Reported by cpsoares on 2009-06-30 17:01:52

achaloyan commented 9 years ago
Hi cpsoares,

I was quite busy during the days, anyway thanks for the update and your analyzes.
Hopefully there are only a few questions left.

1. Have you tried to enable OWN_ALLOCATOR_PER_POOL. Does it make any difference to
you?
2. What version of APR do you use?
3. What if I provide small patch against the APR you use?

Reported by achaloyan on 2009-07-01 09:44:53

achaloyan commented 9 years ago
  Hi Arsen,

  1. Yes I have the macro enabled and apparently doesn't make any difference at all.
  2. I use the APR built directly from the UniMRCP libs trunk. In fact I built APR
DLL two months ago and since then I use it as is. The version is 1.3.4.0 for
libaprutil-1.dll, 1.3.3.0 for libapr-1.dll and 1.2.1.0 for libapriconv-1.dll.
  3. No problem at all, I can rebuid the apr with that patch.

  Thanks a lot.

Reported by cpsoares on 2009-07-01 10:47:35

achaloyan commented 9 years ago
Well, here it goes.

1. Apply attached apr_pools.h and apr_pools.c over your version (apr-1.3.3)
apr/include/apr_pools.h
apr/memory/unix/apr_pools.c
2. Rebuild APR
3. Make sure you have new apr.dll in the path (copy it manually or just build
prepare.vcproj again)
4. Apply patch apt_pool.c.diff to apt_pool.c
5. Rebuild UniMRCP
6. Rebuild your application
7. Finally I hope to get positive feedback at this step.

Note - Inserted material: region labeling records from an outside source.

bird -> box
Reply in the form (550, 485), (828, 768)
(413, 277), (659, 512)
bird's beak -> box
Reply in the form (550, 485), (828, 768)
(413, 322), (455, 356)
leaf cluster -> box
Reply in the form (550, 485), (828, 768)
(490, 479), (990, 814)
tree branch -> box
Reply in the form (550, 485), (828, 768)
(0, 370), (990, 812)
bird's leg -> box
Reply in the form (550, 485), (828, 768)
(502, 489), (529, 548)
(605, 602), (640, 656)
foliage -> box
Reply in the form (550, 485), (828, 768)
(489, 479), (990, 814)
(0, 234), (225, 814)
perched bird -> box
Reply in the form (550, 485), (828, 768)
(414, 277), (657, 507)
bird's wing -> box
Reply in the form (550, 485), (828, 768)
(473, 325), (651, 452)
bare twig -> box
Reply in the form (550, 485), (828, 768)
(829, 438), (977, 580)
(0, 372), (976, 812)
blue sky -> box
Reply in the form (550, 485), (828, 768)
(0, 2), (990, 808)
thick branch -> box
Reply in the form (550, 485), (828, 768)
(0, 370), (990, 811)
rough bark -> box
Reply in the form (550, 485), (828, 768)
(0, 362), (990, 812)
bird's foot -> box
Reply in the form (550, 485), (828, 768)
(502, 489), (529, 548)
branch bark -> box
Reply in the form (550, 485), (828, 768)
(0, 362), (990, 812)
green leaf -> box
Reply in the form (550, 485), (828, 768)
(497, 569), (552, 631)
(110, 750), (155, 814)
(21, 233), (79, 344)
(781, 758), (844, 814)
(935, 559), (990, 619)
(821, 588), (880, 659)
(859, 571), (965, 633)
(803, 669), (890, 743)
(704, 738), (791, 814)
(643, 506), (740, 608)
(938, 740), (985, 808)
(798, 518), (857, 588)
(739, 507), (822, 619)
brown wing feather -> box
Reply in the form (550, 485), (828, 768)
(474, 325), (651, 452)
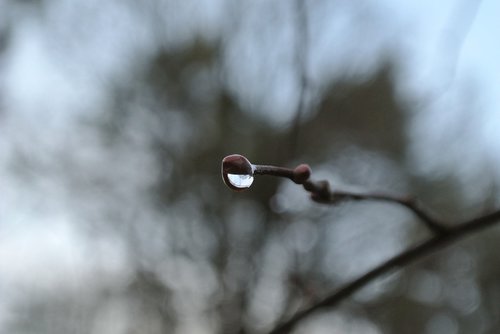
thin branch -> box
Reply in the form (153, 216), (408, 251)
(303, 180), (448, 234)
(269, 210), (500, 334)
(290, 0), (309, 157)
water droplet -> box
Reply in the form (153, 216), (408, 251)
(222, 154), (254, 190)
(227, 174), (253, 189)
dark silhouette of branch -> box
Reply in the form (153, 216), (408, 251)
(289, 0), (309, 157)
(303, 180), (447, 234)
(269, 210), (500, 334)
(222, 154), (500, 334)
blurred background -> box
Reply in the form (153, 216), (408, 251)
(0, 0), (500, 334)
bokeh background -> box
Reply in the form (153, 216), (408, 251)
(0, 0), (500, 334)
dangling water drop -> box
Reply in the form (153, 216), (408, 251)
(227, 174), (253, 189)
(222, 154), (254, 190)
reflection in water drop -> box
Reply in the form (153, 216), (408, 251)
(227, 173), (253, 188)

Reported by achaloyan on 2009-07-01 11:33:00


achaloyan commented 9 years ago
  Arsen,

  Just an update on this. Running now my application with the patched source as you
suggested. The application is up for 1 day and 22 hours with constant stress testing
(ASR and TTS requests) without a single issue. I have roughly since then, 800000 MRCP
sessions and the same ammount of calls. My milestone is to run 1000000 MRCP sessions
and same ammount of calls and I'll proclaim this solved for good :-). I'll keep in
touch. BTW, if this proves to solve the issue what will be the official fix? Will it
include a patch in APR? I'm not worried as I can live perfectly with a patch on APR!!

  Thanks and regards.

Reported by cpsoares on 2009-07-03 11:09:42

achaloyan commented 9 years ago
Thanks for the update and good news.
Actually this is a patch we should live with regardless it fixes this issue or not.

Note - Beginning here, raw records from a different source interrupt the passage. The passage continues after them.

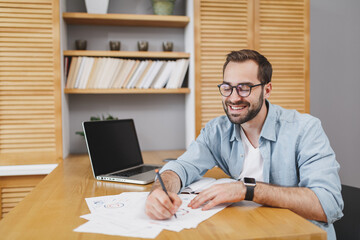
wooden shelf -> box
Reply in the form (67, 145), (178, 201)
(64, 88), (190, 94)
(63, 12), (190, 28)
(64, 50), (190, 59)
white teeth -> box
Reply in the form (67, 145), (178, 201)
(231, 106), (245, 110)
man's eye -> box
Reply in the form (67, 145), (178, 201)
(222, 86), (231, 91)
(238, 85), (250, 92)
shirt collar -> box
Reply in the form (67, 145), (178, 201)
(260, 100), (276, 141)
(230, 100), (276, 142)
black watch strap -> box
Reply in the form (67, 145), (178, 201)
(245, 185), (255, 201)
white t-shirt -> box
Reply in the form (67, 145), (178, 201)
(239, 128), (264, 182)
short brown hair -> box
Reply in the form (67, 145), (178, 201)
(223, 49), (272, 84)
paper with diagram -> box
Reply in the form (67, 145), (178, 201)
(74, 192), (228, 238)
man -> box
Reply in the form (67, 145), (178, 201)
(145, 50), (343, 239)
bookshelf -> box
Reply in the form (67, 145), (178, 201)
(64, 50), (190, 59)
(63, 12), (190, 28)
(64, 88), (190, 94)
(63, 12), (190, 94)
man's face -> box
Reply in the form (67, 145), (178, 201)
(222, 61), (265, 124)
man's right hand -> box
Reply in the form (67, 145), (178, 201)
(145, 188), (182, 220)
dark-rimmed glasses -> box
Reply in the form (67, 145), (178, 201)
(218, 83), (265, 97)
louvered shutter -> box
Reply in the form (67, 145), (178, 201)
(255, 0), (310, 112)
(194, 0), (253, 134)
(0, 0), (62, 165)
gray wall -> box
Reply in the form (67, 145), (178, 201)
(310, 0), (360, 187)
(62, 0), (185, 155)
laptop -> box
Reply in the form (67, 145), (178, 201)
(83, 119), (161, 184)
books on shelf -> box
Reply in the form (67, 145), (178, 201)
(66, 57), (189, 89)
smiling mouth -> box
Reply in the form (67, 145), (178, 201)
(228, 105), (246, 111)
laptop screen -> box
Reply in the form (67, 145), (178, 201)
(83, 119), (143, 176)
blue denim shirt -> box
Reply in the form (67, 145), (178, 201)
(161, 101), (344, 239)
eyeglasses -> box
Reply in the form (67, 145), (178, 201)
(218, 83), (265, 97)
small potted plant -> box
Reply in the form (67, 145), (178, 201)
(85, 0), (109, 14)
(75, 114), (118, 137)
(151, 0), (175, 15)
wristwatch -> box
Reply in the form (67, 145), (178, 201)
(244, 177), (256, 201)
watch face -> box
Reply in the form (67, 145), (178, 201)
(244, 177), (256, 184)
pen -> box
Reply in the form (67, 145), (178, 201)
(155, 169), (177, 218)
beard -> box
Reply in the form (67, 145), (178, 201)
(222, 91), (264, 124)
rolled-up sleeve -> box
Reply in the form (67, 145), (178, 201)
(160, 129), (216, 191)
(297, 118), (344, 224)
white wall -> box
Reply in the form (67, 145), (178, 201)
(310, 0), (360, 187)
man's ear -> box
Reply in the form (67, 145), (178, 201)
(264, 82), (272, 99)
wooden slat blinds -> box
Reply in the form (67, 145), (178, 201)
(194, 0), (253, 134)
(0, 0), (62, 165)
(255, 0), (310, 112)
(194, 0), (309, 135)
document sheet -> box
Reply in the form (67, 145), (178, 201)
(74, 192), (229, 238)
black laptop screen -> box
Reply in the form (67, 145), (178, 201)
(83, 119), (143, 176)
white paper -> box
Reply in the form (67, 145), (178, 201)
(74, 192), (228, 238)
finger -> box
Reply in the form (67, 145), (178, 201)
(146, 190), (174, 219)
(189, 192), (214, 209)
(157, 193), (175, 215)
(201, 197), (221, 211)
(169, 193), (182, 213)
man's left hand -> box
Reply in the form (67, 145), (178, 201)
(188, 182), (246, 210)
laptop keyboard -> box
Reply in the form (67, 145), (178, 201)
(112, 166), (159, 177)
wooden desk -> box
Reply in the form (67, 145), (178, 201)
(0, 151), (326, 240)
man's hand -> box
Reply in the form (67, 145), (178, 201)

Probably this is the biggest mistake I did in the project. I've never thought that
APR memory allocation isn't thread safe. APR allocators are protected by mutex, but
still apr_palloc is NOT thread safe. If I introduce wrapper around apr_palloc, it
doesn't help, because apr_palloc is used internally in APR routines too. Actually I
have no other option but to make APR pools thread safe themselves.
More over, channel identifier was corrupted as a result of typical race, where I fork
the request from application to MPF and MRCPv2 connection tasks and both use the same
pool to allocate memory from. I'm thinking also about subpools. Most probably I'll
create a subpool for MPF context, which should help avoid addition, non-desirable
memory pool locks (performance). 
Anyway memory pool must be thread safe to me. More over, there are a number of
patches available for Sofia-SIP out there. Most probably, I'll end up with dependency
pack for unimrcp, which will include fixes and additions over the released versions
of libraries unimrcp uses.

Reported by achaloyan on 2009-07-03 12:10:04

achaloyan commented 9 years ago
Hi cpsoares,

About your test : can you confirm to us you run a MRCPv2 test with SIP over UDP and

MRCP over TCP (a TCP socket is created for each session) ?

Thanks

Reported by amasse.atwork on 2009-07-03 14:21:59

achaloyan commented 9 years ago
  Hi amasse,

  Yes, SIP over UDP and MRCP over TCP with no connection sharing (unimrcp have issues
when MRCP connection sharing is enabled).

Regards.

Reported by cpsoares on 2009-07-03 14:27:38

achaloyan commented 9 years ago
cpsoares,
What kind of issues have you experienced concerning shared connections?
The only issue I'm aware of is: mem pool of shared connection is cleared only when
there are no more sessions/channels left in that connection.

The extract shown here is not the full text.